Nobody answered. Hope and Blanche sat still, with eyes that dared not raise themselves to meet those of the mistress.

"Very well; I am glad to find no others have broken the rule. For the rest of the term the six girls who so forgot themselves will not be allowed in the gymnasium between one and half-past two. If it is too wet to go into the playground, they must stay in the classrooms. Any of the six who enters the gymnasium during the prohibited time must report herself to me at once in the library. Thank you, Miss Carter. I am sorry to have been obliged to disturb your lesson, though more sorry still for the cause of the interruption."

Dorothy took in very little of the remainder of the hygiene lesson. She was in a ferment of indignation. Miss Tempest had doubted her word before all the Form, and that rankled more than the scolding. Her contempt for Hope and Blanche was supreme, but she was angry, all the same, at their meanness. She was far too proud to cry like Addie Parker, whose eyes were already red and swollen, and whose cheeks were blotched with tears. She sat, a sullen, defiant little figure, nursing her wrath and full of a burning sense of injustice.

Fortunately, the rest of the afternoon was devoted to drawing, and she was able to give a mechanical attention to her copy, which made her work just pass muster.

"Not so good as usual to-day, Dorothy," said the art mistress at the close of the class. "I can only give you 'Fair'. I don't think you have tried your best."

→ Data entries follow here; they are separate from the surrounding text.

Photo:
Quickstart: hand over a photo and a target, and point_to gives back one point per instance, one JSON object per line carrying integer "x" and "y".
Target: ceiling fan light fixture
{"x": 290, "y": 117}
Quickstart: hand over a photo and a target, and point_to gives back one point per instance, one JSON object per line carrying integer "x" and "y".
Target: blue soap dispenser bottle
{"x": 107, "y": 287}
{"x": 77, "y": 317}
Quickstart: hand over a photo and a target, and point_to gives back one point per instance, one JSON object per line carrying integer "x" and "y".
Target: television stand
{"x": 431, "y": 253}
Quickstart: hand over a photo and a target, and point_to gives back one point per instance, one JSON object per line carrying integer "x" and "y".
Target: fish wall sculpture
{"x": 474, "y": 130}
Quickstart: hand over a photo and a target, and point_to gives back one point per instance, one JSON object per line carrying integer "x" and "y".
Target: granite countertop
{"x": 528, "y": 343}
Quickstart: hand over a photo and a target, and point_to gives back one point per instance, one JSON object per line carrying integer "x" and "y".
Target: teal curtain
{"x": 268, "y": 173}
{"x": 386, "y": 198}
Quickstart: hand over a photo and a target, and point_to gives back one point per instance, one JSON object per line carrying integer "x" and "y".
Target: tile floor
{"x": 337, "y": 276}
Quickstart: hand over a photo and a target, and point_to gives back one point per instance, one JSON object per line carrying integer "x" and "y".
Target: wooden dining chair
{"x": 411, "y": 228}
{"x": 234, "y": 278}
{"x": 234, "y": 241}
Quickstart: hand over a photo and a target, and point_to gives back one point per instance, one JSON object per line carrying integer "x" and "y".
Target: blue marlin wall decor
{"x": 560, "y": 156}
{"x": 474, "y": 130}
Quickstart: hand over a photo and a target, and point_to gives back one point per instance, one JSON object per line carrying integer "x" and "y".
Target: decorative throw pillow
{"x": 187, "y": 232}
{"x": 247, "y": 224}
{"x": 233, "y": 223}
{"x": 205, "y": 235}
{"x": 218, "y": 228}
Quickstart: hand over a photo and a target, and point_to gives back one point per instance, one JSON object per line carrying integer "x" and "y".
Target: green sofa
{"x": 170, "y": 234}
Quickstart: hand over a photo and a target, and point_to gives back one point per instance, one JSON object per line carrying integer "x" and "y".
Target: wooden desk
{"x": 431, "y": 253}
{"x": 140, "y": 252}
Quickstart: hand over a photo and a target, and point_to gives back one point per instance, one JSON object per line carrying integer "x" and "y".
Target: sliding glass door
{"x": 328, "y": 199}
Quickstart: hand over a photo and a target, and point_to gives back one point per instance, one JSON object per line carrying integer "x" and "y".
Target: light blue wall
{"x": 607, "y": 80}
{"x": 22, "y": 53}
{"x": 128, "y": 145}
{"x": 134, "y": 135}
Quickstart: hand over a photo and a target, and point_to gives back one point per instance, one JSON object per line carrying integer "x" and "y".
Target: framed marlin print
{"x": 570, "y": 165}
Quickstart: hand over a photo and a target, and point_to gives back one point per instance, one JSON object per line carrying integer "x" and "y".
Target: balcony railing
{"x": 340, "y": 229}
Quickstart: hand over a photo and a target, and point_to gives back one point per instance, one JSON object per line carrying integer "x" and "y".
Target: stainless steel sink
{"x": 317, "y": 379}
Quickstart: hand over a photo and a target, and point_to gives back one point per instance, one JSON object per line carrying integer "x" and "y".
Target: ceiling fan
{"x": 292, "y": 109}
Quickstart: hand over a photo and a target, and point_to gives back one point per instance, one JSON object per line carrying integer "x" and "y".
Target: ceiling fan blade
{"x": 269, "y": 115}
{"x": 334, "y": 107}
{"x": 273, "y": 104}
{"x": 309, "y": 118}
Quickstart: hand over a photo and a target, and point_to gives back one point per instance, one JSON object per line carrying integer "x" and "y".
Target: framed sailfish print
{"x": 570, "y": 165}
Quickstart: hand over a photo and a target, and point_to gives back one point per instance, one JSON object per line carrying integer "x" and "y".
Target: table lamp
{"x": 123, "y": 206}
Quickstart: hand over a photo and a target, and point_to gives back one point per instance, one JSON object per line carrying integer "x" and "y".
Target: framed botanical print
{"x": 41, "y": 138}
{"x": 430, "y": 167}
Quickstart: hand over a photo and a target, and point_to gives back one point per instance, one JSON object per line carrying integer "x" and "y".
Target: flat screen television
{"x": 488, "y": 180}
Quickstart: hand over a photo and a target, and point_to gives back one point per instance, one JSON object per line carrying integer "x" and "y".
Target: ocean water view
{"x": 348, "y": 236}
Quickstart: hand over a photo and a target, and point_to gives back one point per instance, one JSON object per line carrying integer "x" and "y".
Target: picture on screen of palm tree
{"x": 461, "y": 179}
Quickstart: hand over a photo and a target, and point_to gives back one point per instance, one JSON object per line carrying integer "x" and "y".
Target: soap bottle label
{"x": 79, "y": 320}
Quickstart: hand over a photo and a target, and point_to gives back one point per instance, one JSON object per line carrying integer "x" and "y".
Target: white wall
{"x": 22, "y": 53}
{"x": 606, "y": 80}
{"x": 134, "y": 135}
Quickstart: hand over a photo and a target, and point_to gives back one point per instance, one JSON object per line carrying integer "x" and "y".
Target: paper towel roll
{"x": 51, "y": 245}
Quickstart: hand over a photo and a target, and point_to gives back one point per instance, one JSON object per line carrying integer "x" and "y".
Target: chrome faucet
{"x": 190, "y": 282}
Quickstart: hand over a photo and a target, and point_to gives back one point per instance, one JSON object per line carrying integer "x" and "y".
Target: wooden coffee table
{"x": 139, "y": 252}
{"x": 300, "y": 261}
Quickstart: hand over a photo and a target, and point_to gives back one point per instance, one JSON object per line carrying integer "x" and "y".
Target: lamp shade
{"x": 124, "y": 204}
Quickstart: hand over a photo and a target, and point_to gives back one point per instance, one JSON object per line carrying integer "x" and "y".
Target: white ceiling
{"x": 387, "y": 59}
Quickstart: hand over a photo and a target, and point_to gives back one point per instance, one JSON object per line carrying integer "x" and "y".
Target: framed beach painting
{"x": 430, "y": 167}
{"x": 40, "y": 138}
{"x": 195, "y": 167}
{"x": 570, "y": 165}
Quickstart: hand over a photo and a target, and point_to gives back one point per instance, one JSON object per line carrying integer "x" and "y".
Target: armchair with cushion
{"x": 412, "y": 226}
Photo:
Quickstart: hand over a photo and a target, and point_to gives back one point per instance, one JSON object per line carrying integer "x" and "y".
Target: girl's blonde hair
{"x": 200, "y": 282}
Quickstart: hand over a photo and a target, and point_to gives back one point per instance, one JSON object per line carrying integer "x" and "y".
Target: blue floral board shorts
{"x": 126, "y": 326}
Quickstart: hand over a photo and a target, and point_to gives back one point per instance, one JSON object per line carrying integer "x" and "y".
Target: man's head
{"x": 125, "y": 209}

Dorothy shut her pencil box with a slam. She was in a thoroughly bad temper, and felt that she did not much care what happened. Miss Giles gave her a warning look, as if she were disposed to tell her to lose an order mark; but seeing perhaps that the girl was overwrought and unlike herself, she took no further notice, and passed on to the next drawing board.

As Dorothy left the studio, Hope Lawson managed to edge close up to her, and whispered in her ear: "Remember your promise! You said you wouldn't tell a soul—not even one of the girls."

"You don't deserve it," mumbled Dorothy.

"But you promised on your honour—if you have any honour. Perhaps you haven't."

"I've more than you," retorted Dorothy. "You and Blanche are a couple of sneaks. There! you needn't look so aghast. I'm not going to blab. I've enough self-respect to keep a promise when I've once made it, though, as I said before, you don't deserve it. You the Warden, too! A nice example you are to the Lower School, if they only knew it!"